# New to keeping Mantids!!



## babygyal_sw2 (Apr 19, 2007)

Hi everyone!!

I'm completely new to keeping Mantids...not yet got one as I want to know which one would suit me!! I was directed over here from SiUK off reptileforumsuk....he uses this forum no doubt!! He said I'd be best to ask questions here!

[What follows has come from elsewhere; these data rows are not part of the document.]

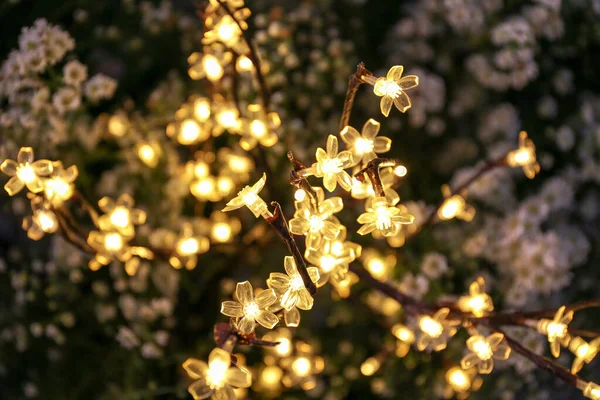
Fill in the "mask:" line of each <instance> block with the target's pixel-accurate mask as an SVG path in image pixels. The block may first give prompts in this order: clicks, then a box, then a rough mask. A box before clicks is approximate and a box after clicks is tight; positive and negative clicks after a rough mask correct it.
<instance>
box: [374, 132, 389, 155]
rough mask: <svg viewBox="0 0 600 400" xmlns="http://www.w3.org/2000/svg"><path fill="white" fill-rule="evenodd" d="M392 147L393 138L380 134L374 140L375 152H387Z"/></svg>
mask: <svg viewBox="0 0 600 400" xmlns="http://www.w3.org/2000/svg"><path fill="white" fill-rule="evenodd" d="M391 148H392V139H390V138H388V137H385V136H378V137H376V138H375V140H373V150H374V151H375V153H387V152H388V151H390V149H391Z"/></svg>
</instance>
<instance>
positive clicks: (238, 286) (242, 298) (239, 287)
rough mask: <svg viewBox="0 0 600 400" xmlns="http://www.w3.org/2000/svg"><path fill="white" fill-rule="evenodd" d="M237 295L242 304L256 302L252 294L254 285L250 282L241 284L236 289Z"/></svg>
mask: <svg viewBox="0 0 600 400" xmlns="http://www.w3.org/2000/svg"><path fill="white" fill-rule="evenodd" d="M235 295H236V297H237V299H238V301H239V302H240V303H242V304H247V303H249V302H251V301H252V300H254V294H253V292H252V284H251V283H250V282H248V281H245V282H239V283H238V284H237V285H236V287H235Z"/></svg>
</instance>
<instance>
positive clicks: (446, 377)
mask: <svg viewBox="0 0 600 400" xmlns="http://www.w3.org/2000/svg"><path fill="white" fill-rule="evenodd" d="M446 382H448V384H449V385H450V386H451V387H452V389H453V390H454V391H455V392H457V393H464V392H466V391H467V390H469V389H470V388H471V377H470V376H469V374H467V373H466V372H465V371H464V370H463V369H462V368H460V367H452V368H450V369H449V370H448V371H447V372H446Z"/></svg>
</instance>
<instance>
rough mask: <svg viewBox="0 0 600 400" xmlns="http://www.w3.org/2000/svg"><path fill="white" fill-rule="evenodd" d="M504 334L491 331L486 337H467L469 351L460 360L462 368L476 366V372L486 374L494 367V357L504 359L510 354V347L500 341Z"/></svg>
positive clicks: (503, 337) (466, 368)
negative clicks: (495, 332)
mask: <svg viewBox="0 0 600 400" xmlns="http://www.w3.org/2000/svg"><path fill="white" fill-rule="evenodd" d="M502 340H504V335H503V334H501V333H492V334H491V335H489V336H488V337H483V336H481V335H474V336H471V337H470V338H469V339H467V348H468V349H469V350H470V351H471V353H469V354H467V355H466V356H464V357H463V358H462V360H460V365H461V367H462V368H463V369H469V368H474V367H475V368H477V372H479V373H480V374H482V375H487V374H489V373H491V372H492V370H493V369H494V359H496V360H506V359H507V358H508V356H509V355H510V347H509V346H508V345H507V344H506V343H501V342H502Z"/></svg>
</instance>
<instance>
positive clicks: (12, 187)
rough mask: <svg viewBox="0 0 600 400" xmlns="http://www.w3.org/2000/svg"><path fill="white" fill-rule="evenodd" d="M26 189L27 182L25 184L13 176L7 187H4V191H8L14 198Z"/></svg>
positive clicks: (15, 177)
mask: <svg viewBox="0 0 600 400" xmlns="http://www.w3.org/2000/svg"><path fill="white" fill-rule="evenodd" d="M24 187H25V182H23V181H22V180H20V179H19V178H17V177H16V176H13V177H12V178H10V179H9V180H8V182H6V185H4V190H6V192H7V193H8V195H9V196H14V195H15V194H17V193H19V192H20V191H21V190H23V188H24Z"/></svg>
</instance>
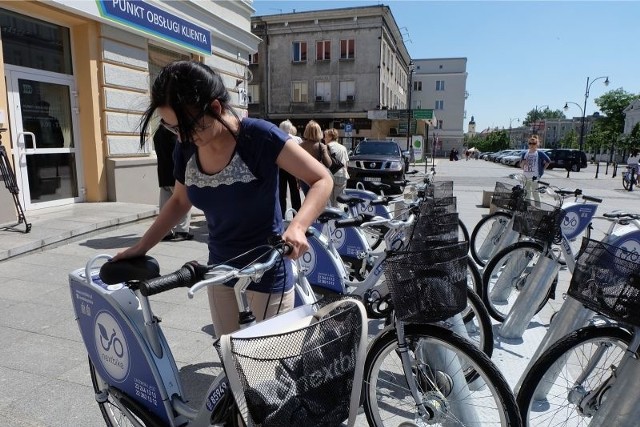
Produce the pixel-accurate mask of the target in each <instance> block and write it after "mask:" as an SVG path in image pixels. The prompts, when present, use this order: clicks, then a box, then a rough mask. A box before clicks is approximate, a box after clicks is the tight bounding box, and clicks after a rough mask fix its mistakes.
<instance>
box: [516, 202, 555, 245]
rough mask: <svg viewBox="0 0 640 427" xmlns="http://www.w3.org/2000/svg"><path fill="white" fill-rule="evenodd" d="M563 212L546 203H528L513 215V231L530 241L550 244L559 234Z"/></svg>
mask: <svg viewBox="0 0 640 427" xmlns="http://www.w3.org/2000/svg"><path fill="white" fill-rule="evenodd" d="M563 216H564V211H563V210H562V209H561V208H558V207H556V206H554V205H550V204H548V203H541V202H540V203H538V202H536V203H533V202H532V203H530V204H528V205H527V206H526V209H525V210H517V211H515V212H514V213H513V230H514V231H517V232H518V233H520V234H523V235H525V236H527V237H530V238H532V239H535V240H538V241H541V242H546V243H551V242H552V241H553V240H554V238H555V237H556V236H557V235H558V234H559V233H560V224H561V221H562V217H563Z"/></svg>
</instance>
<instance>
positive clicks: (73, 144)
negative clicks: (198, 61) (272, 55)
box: [0, 0, 260, 223]
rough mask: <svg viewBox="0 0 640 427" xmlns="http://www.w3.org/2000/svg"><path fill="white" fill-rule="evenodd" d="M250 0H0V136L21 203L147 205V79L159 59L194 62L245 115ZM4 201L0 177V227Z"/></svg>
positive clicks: (250, 17) (154, 168) (156, 73)
mask: <svg viewBox="0 0 640 427" xmlns="http://www.w3.org/2000/svg"><path fill="white" fill-rule="evenodd" d="M252 3H253V2H252V1H251V0H241V1H233V2H218V1H213V0H198V1H180V2H177V1H159V0H157V1H156V0H144V1H143V0H140V1H132V0H119V1H110V0H109V1H107V0H97V1H74V2H71V1H64V0H49V1H46V2H44V1H2V2H0V29H1V31H0V47H1V49H0V94H2V96H0V128H2V129H1V130H0V132H2V133H1V136H2V140H1V143H2V145H3V146H4V148H5V149H6V151H7V153H8V156H9V158H10V160H11V163H12V166H13V170H14V171H15V172H16V178H17V184H18V188H19V190H20V192H19V198H20V203H21V205H22V206H23V207H24V208H25V209H26V210H35V209H39V208H45V207H52V206H59V205H66V204H73V203H79V202H100V201H122V202H137V203H149V204H156V203H157V200H158V196H157V194H158V182H157V178H156V159H155V156H154V154H153V151H152V149H151V147H150V145H149V144H147V146H145V147H143V148H140V136H139V123H140V117H141V116H142V113H143V112H144V111H145V109H146V107H147V105H148V103H149V90H150V84H151V82H152V81H153V79H154V77H155V76H156V75H157V73H158V71H159V70H160V68H161V67H162V66H164V65H165V64H167V63H168V62H169V61H172V60H175V59H184V58H189V59H197V60H201V61H203V62H205V63H207V64H209V65H210V66H212V67H213V68H214V69H215V70H216V71H217V72H218V73H220V75H221V76H222V78H223V80H224V82H225V85H226V86H227V88H228V89H229V91H230V92H231V94H232V104H233V106H234V107H235V108H237V109H238V111H239V112H240V114H244V115H246V105H245V104H244V99H245V96H244V95H245V89H246V87H245V84H244V82H245V78H246V74H247V72H246V70H247V67H248V61H247V59H246V58H247V57H248V56H249V54H250V53H252V52H256V50H257V49H258V43H259V41H260V40H259V39H258V37H256V36H255V35H253V34H252V33H251V29H250V27H251V15H252V14H253V13H254V12H255V11H254V9H253V8H252ZM45 120H48V122H45ZM43 123H44V124H43ZM47 123H49V124H51V123H55V129H56V131H57V136H56V138H51V135H50V133H51V132H49V129H51V128H52V127H54V125H49V126H47ZM7 206H9V207H10V208H9V209H8V212H7V214H8V216H10V217H11V216H13V214H14V213H13V212H11V210H12V209H13V208H12V207H13V201H12V200H11V194H9V192H8V191H5V189H4V185H1V184H0V223H3V222H4V221H3V216H2V211H3V210H2V208H4V207H7ZM14 218H15V217H14Z"/></svg>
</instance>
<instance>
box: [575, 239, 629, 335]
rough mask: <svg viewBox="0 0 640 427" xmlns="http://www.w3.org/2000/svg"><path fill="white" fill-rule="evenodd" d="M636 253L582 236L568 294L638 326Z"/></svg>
mask: <svg viewBox="0 0 640 427" xmlns="http://www.w3.org/2000/svg"><path fill="white" fill-rule="evenodd" d="M639 258H640V255H639V254H637V253H635V252H629V251H628V250H626V249H625V248H622V247H617V246H612V245H608V244H606V243H603V242H599V241H597V240H591V239H586V238H584V239H583V240H582V247H581V248H580V252H579V255H578V259H577V261H576V266H575V270H574V272H573V276H572V277H571V283H570V285H569V291H568V294H569V295H570V296H571V297H572V298H574V299H576V300H578V301H580V302H581V303H582V304H583V305H584V306H586V307H587V308H589V309H591V310H593V311H595V312H598V313H600V314H602V315H604V316H606V317H609V318H611V319H613V320H616V321H618V322H622V323H627V324H631V325H633V326H637V327H640V310H639V308H640V259H639Z"/></svg>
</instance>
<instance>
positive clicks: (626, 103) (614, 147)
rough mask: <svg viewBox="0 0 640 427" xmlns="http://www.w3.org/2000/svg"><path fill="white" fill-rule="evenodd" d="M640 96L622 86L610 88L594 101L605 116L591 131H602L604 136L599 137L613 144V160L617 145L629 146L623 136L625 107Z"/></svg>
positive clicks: (598, 122)
mask: <svg viewBox="0 0 640 427" xmlns="http://www.w3.org/2000/svg"><path fill="white" fill-rule="evenodd" d="M638 98H640V95H634V94H632V93H629V92H626V91H625V90H624V89H622V88H618V89H614V90H610V91H609V92H607V93H605V94H604V95H602V96H601V97H599V98H596V99H594V101H593V102H594V103H595V104H596V105H597V106H598V107H599V108H600V111H601V112H602V113H603V114H604V115H605V116H604V117H601V118H600V119H599V120H598V121H597V122H596V123H595V124H594V126H593V129H592V130H591V133H600V134H601V135H602V136H601V137H599V138H601V139H607V140H608V141H607V142H608V144H610V145H611V159H612V160H613V152H614V151H615V148H616V146H619V147H620V148H622V149H624V148H627V143H626V138H624V137H622V133H623V132H624V109H625V108H627V107H628V106H629V104H631V102H633V101H634V100H636V99H638ZM591 133H590V134H591Z"/></svg>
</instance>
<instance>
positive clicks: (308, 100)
mask: <svg viewBox="0 0 640 427" xmlns="http://www.w3.org/2000/svg"><path fill="white" fill-rule="evenodd" d="M291 101H292V102H309V91H308V87H307V82H291Z"/></svg>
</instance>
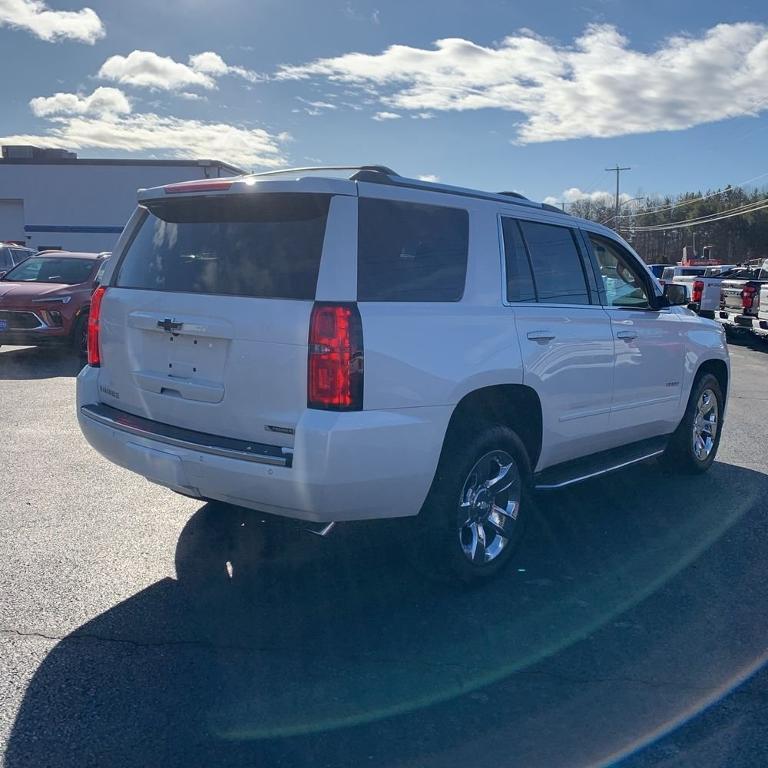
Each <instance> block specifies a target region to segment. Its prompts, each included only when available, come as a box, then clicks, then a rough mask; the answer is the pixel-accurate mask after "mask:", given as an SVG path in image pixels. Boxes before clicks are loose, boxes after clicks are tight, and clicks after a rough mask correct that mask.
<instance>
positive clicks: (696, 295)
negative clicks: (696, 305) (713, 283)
mask: <svg viewBox="0 0 768 768" xmlns="http://www.w3.org/2000/svg"><path fill="white" fill-rule="evenodd" d="M703 293H704V281H703V280H694V281H693V291H692V293H691V301H694V302H696V303H698V304H701V296H702V294H703Z"/></svg>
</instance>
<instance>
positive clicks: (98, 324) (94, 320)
mask: <svg viewBox="0 0 768 768" xmlns="http://www.w3.org/2000/svg"><path fill="white" fill-rule="evenodd" d="M106 291H107V289H106V288H105V287H104V286H103V285H100V286H99V287H98V288H97V289H96V290H95V291H94V292H93V296H91V309H90V312H89V314H88V365H92V366H94V367H98V366H99V365H101V354H100V352H99V328H100V315H101V300H102V299H103V298H104V294H105V293H106Z"/></svg>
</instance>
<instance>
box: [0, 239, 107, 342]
mask: <svg viewBox="0 0 768 768" xmlns="http://www.w3.org/2000/svg"><path fill="white" fill-rule="evenodd" d="M108 256H109V254H104V253H69V252H67V251H49V252H48V253H45V254H40V255H38V256H32V257H31V258H29V259H27V260H26V261H23V262H22V263H21V264H18V265H17V266H15V267H14V268H13V269H11V270H10V271H8V272H7V273H6V274H5V275H4V276H3V277H2V278H0V345H2V344H20V345H27V344H32V345H59V346H69V347H71V348H72V349H74V350H76V351H78V352H80V353H81V354H85V352H86V341H87V338H88V310H89V308H90V305H91V294H92V293H93V291H94V289H95V288H96V286H97V285H98V284H99V278H100V276H101V275H102V274H103V271H104V265H105V264H106V262H107V258H108Z"/></svg>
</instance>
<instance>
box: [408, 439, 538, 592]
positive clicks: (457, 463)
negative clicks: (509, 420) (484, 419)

Can anyone recommend any sites or books that I can get started on reading? Plus, what do you all think are good starter mantids?

Thanx in adv!!


----------



## Rick (Apr 19, 2007)

Welcome. Well you're already at the best website to read for anything mantid related. I recommend any of the Sphodromantis (african mantids) or Hierodula (giant asian) mantids as good starter mantids. Egyptian mantis (Miomantis Paykullii ) are small but are easy to keep as well.


----------



## Ian (Apr 19, 2007)

Hey, and welcome to the forum.

If you are looking for a basic, plain mantis, then the Sphodromantis (African species) or Hierodula (Asian species) will be a good one. For a nicer looking species, you may want to go for something like a Pseudocreobotra (Spiny flower mantis), or a Creobroter (Indian flower mantis), which are both very easy to keep.

Hope this helps!


----------



## hibiscusmile (Apr 19, 2007)

hello and welcome to our bug site!


----------



## OGIGA (Apr 19, 2007)

Welcome! I recommend reading this forum. :wink:


----------



## robo mantis (Apr 19, 2007)

Welcome my site is a good for starters site it tells the basics


----------



## Way.Of.The.Mantis (Apr 22, 2007)

Hiya, ive been here for about a week, and learnt loads! Regarding books, well check www.insectstore.com for some good publications..!

Have you any mantids at the moment?


----------